Perú, pese a ser el país con mayor dinamismo de América Latina, también sufrirá un alza del desempleo, advirtió Weller.
En el anverso, Brasil, Uruguay y Venezuela muestran un empleo estabilizado e incluso con algunas señales al alza en los últimos dos países, precisó.
En otras naciones, como Argentina, aún no existen cifras oficiales de cómo la economía resistió en el plano laboral el peor momento de la crisis financiera y económica global.
Tras años de decrecimiento, el total de desempleados urbanos pasará así de 16,1 millones de trabajadores en 2008 a 19,3 millones en 2009, si la tasa de desempleo sube desde el 7,5 por ciento de fines de 2008 hasta un máximo de 9,0 por ciento previsto por Cepal.

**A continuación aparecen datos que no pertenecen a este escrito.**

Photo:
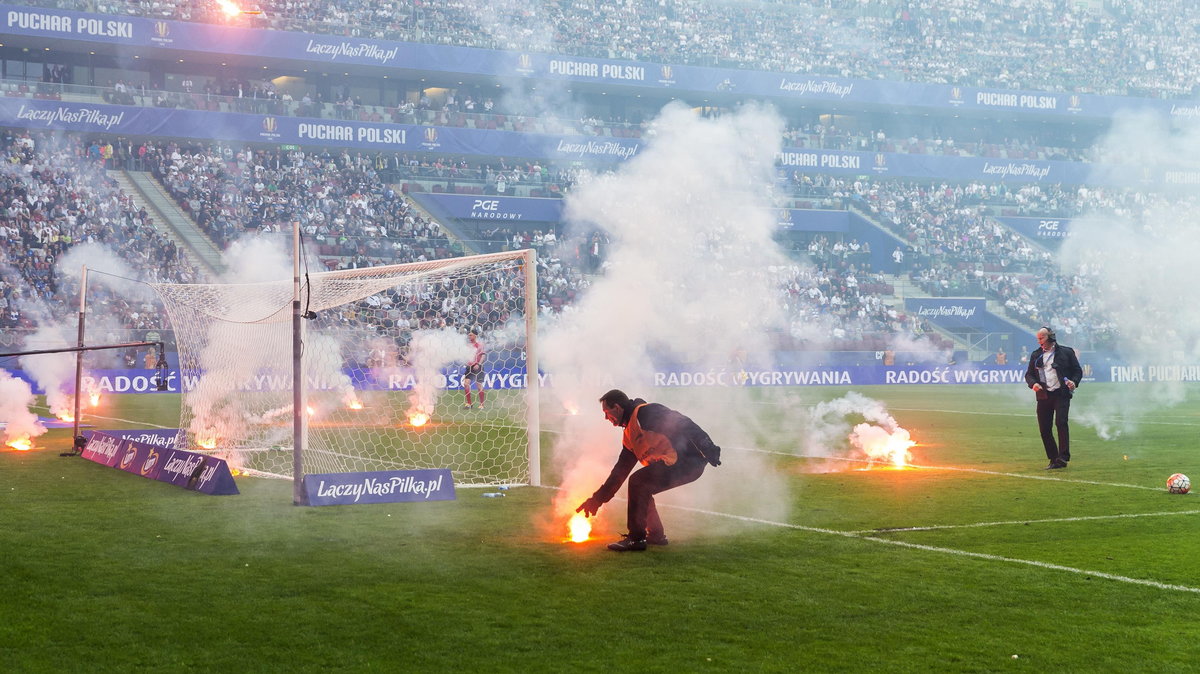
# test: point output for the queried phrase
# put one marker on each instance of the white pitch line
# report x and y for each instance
(1051, 521)
(1116, 419)
(960, 469)
(985, 557)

A ellos se agregan los desocupados del campo, donde la fuerza laboral suma 60 millones de personas. "El problema que tenemos para ver el impacto de la crisis en las zonas rurales es que no existen estadísticas de empleo rural en todos los países", explicó Weller.
La crisis laboral amenaza con elevar así en 10 a 15 millones de personas el número de pobres, que ya ronda los 190 millones de personas, incrementando hasta 55 millones el total de hambrientos en la región.
Sin embargo la intensidad del problema social "dependerá de la duración de la crisis", explicó Weller.
Sobre lo mismo, añadió que la situación es muy volátil y matizó en un tono optimista que es necesario evaluar aún el impacto de las medidas de reactivación tanto del G20 como de los gobiernos locales.
Hasta ahora los gobiernos latinoamericanos anunciaron planes por más de 60.000 millones de dólares en reactivación fiscal, pero Cepal advierte que hay problemas institucionales y macroeconómicos para inyectar esos fondos.
En ese escenario, Weller señaló que además de las medidas generales de impulso a la actividad económica, es necesario que las empresas eviten los despidos, tomando medidas alternativas.
Por ejemplo, "reducir horas extras o concordar medidas de mitigación con los empleados", dijo.
Hasta ahora, la crisis global amenaza con arrastrar en 2009 a América Latina a su primera recesión desde 2002. Cepal, de hecho, prevé un decrecimiento de -0,3 por ciento, aunque con matices entre países.
Por un lado, para Cepal, 2009 llevará la recesión a México (-2,0 por ciento) y Brasil (-1,0 por ciento), mientras que países como Perú, Panamá, Bolivia y Cuba seguirán creciendo sobre 3,0 por ciento.
En ese escenario jugará un papel clave la capacidad que tengan los gobiernos de financiar políticas de protección social, pero lo cierto es que en América Latina los únicos países que parecen con holguras suficientes para ese desafío son Chile, Brasil y México, en principio. Por ahora, todo está aún por verse o medirse.